去年9月、東海村放射線臨界事故が起こり、放射線の恐ろしさが再認識されることになった。20世紀最後の8月6日を前に、我々は何を残し、何を伝える必要があるのか。被爆55年を経過したヒロシマを振り返ると、人類で初めて原爆にあったヒロシマの歴史をたどることで原爆の恐ろしさや原爆のもたらす悲惨さを浮き彫りにし、次の世紀に向けて核兵器の廃絶の必要性を伝えていくことこそ、我々の使命だと気づかされる。
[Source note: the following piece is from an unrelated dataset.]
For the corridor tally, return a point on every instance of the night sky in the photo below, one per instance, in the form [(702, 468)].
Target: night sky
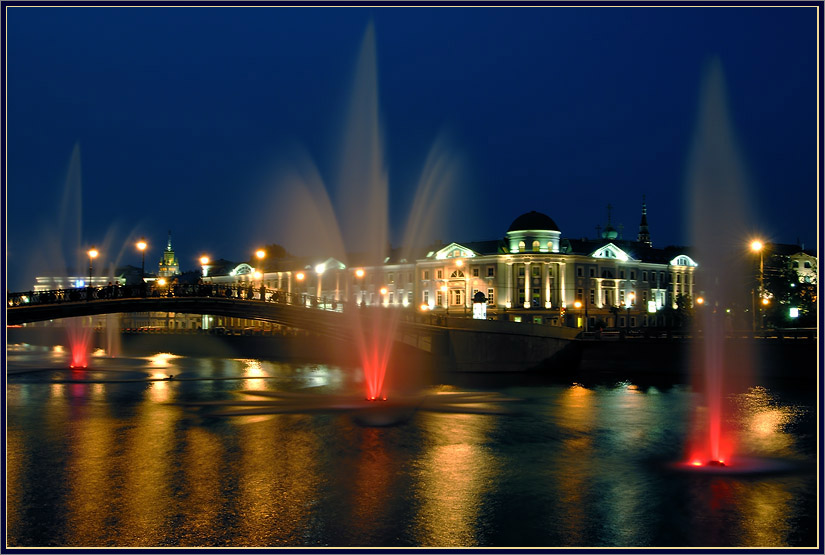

被爆地広島の放送局として、中国放送では1959年のテレビ開局以来、原爆や平和をテーマにしたニュースや番組を放送してきた。RCCライブラリーに残るその映像資料は、およそ7000本。開局時は原爆投下後15年以上たっていたにもかかわらず、原爆が人類にもたらした影響は依然と解明されず、新たな被害が次第にあきらかになるとともに被爆者運動は広がっていった。番組ではニュース映像や番組資料を7つのテーマに総括。人類初の原爆投下が人体にどのように影響を与え、恐怖や偏見・差別をもたらせたか。被爆者援護運動、ヒロシマの心を伝える平和運動がどのようにして歩んだのか、さらに核実験や原発による海外の被爆者など過去の取材映像に加え、新たに当時これらに深く関わっていた被爆者や医療関係者、行政の人々に改めてインタビュー。戦争と技術革新の20世紀を象徴とする兵器・原爆が、人類に対して使用されたという事実そして体験を、どうとらえ、何を伝えていくのか。ヒロシマに関わった人々がこの半世紀余り自らに問いかけてきたその歴史を、RCCの貴重な映像で伝えていく。
※なおRCCテレビではこの「ヒロシマの20世紀」を特集の形で、2000年1月から6月まで、『RCCニュースブリッジ』内でも放送してまいりました。